Gwendolen Wilder is an author, certified business strategist and motivational consultant. In her spare time, she works as an English language teacher and Sexual Harassment Compliance trainer. Gwendolen wrote the books “It’s OK to Tell My Story, Surviving Common Law Domestic Violence” and “The Living, Laughing & Loving Gratitude Journal”. Her life experiences and her degrees in Business Management, Social Services, and Applied Behavioral Analysis enabled her to develop checklists, action plans and provide resources to help readers break the cycle of abuse and live a survivor’ s life.
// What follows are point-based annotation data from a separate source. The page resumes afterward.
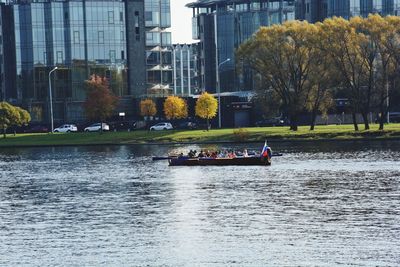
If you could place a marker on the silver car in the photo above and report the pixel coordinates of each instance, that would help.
(161, 126)
(95, 127)
(66, 128)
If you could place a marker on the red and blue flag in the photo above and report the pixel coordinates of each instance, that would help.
(266, 151)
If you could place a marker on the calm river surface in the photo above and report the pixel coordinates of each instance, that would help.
(321, 204)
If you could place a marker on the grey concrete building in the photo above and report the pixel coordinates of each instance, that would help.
(185, 65)
(158, 48)
(80, 38)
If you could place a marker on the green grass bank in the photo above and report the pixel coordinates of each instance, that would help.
(329, 132)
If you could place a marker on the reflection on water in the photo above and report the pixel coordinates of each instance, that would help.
(318, 205)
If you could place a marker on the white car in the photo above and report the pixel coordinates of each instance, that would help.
(95, 127)
(161, 126)
(66, 128)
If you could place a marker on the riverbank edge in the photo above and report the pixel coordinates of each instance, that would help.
(152, 143)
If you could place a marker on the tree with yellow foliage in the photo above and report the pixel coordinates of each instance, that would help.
(206, 107)
(148, 108)
(175, 108)
(284, 56)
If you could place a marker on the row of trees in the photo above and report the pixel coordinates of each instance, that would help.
(101, 103)
(12, 116)
(303, 66)
(176, 107)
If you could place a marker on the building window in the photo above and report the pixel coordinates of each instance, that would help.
(59, 57)
(101, 37)
(112, 56)
(137, 29)
(111, 17)
(76, 37)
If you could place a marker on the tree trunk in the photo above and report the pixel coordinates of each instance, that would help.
(293, 123)
(313, 119)
(365, 119)
(382, 118)
(353, 115)
(381, 122)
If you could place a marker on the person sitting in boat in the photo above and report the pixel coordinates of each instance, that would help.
(191, 154)
(201, 154)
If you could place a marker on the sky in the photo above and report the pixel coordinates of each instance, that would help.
(181, 21)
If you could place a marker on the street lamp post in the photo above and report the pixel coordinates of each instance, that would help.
(387, 102)
(51, 100)
(219, 91)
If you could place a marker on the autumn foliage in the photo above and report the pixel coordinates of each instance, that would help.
(303, 66)
(175, 108)
(206, 107)
(100, 102)
(148, 107)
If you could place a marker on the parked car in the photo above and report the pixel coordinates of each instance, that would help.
(37, 129)
(270, 122)
(161, 126)
(122, 125)
(187, 125)
(66, 128)
(95, 127)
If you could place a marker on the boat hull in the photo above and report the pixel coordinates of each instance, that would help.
(248, 161)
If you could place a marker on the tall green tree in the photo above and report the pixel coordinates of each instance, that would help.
(23, 119)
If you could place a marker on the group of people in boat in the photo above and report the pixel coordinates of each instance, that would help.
(216, 154)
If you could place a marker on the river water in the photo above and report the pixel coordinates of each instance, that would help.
(320, 204)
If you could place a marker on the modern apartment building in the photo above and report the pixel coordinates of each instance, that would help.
(221, 26)
(158, 48)
(80, 38)
(184, 58)
(347, 9)
(318, 10)
(311, 10)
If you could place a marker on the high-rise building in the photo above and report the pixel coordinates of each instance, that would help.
(80, 38)
(184, 58)
(311, 10)
(221, 26)
(347, 8)
(158, 48)
(318, 10)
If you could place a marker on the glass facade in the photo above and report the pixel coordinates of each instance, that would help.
(185, 69)
(78, 37)
(235, 22)
(158, 46)
(350, 8)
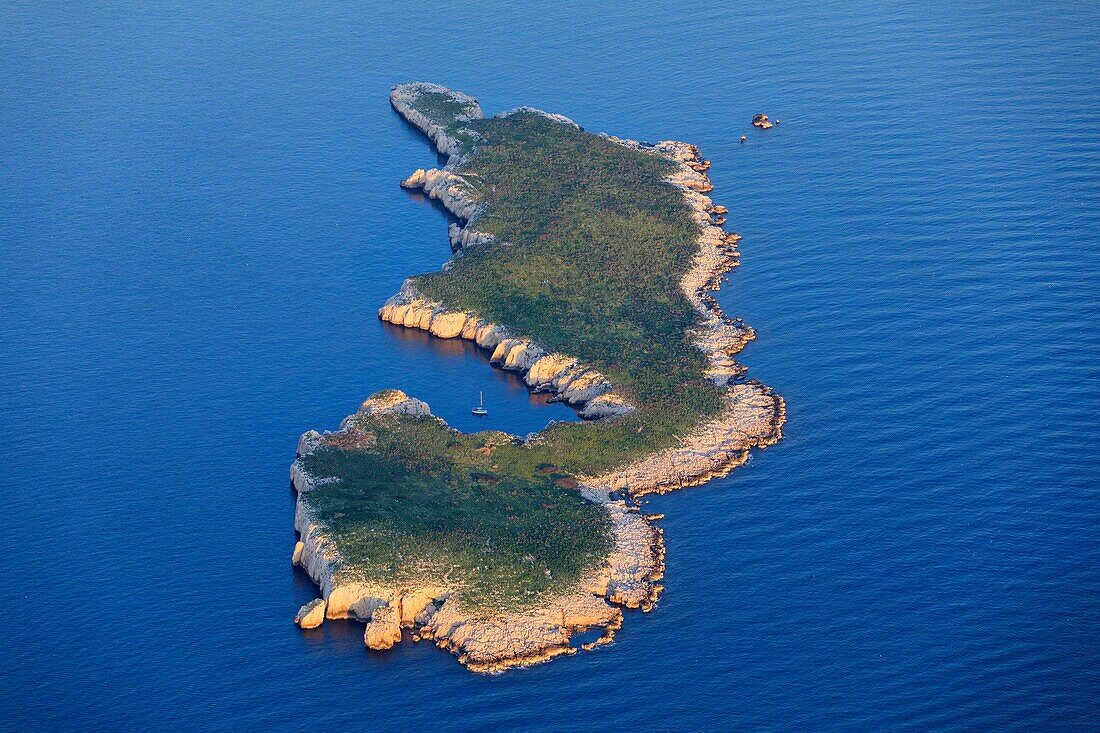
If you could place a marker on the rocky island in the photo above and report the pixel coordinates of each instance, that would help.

Gwendolen is a United States Air Force retired veteran, who served twenty-one honorable years in the military. Her 27 years professional journey has allowed her to carry the titles of Applied Behavioral Analysis Tutoring Therapist, Rape Crisis Center Hotline Operator, Mediator, Mediation Trainer, EO Counselor and Investigator, as well as Instructional Trainer providing education in the aforementioned specialties.
What to Expect
- Basic concepts of domestic violence
- Gas Lighting
- Helping a victim of abuse
- The recovery phase
- Why identifying a motivator helps?
- How to respond to triggers
- The safety action planning
- Denial, the center of domestic violence
- The hearts and flowers stage
- Managing domestic violence in the workplace
Gas lighting is the first stage of the domestic violence cycle that people usually ignore. It is an emotional form of abuse wherein the offender causes the victim to question their own instincts, feelings or reality that makes victims consistently apologize to themselves to make situations livable.
Concepts of Violence
Gwendolen defines violence as any threatening behavior between intimate partners that is violent or abusive. Below are the types of domestic violence.
- Sexual Financial
Tell-Tale Signs of Domestic Violence
Gwendolen shares some warning signs that may indicate a victim of domestic violence.
- Victims usually do something that has high risk
- Less contact with family and friends
- Body language
- Dress up a little differently covering a specific part of body
- Wears heavy makeup or clothing out of season
- Avoids functions at work and gathering at home
Characteristics of Abusers
Below is the list of behaviors that a potential domestic violence abuser have:
- Reluctance to understand the victim’s explanation
- Show negative behavior
- Divert victims away from their loved ones
- Obsessed with having power and control
- “If you are not emotionally ready to take the responsibility of what that person is going to say, seek help from someone that can intelligently assist them.”
- “Domestic violence victims don’t want to hear that it’s their fault, they are already getting that from their abuser, they don’t need a family member to co-sign.”
- “A motivator can help you recover, it can be anything or anyone.”
- “If you are in an abusive relationship, recognize that something is happening to you and that you are worthy, so much worth is there for you and its ok to tell your story.”
- “The way to get out of fear, shame and embarrassment is by telling your story. Start gaining control over your life.”
- “Recovery is a daily struggle, someone will make you remember the past so learn to respond to triggers.”
- “Do not let your fear control you, that is a mental torture.”
- “Domestic violence is not something that just happens at home, and it does impact the workplace.”
- “Happy employees are productive employees, do something to help.”
Do not sit in silence, be brave tell your story and get out of that relationship.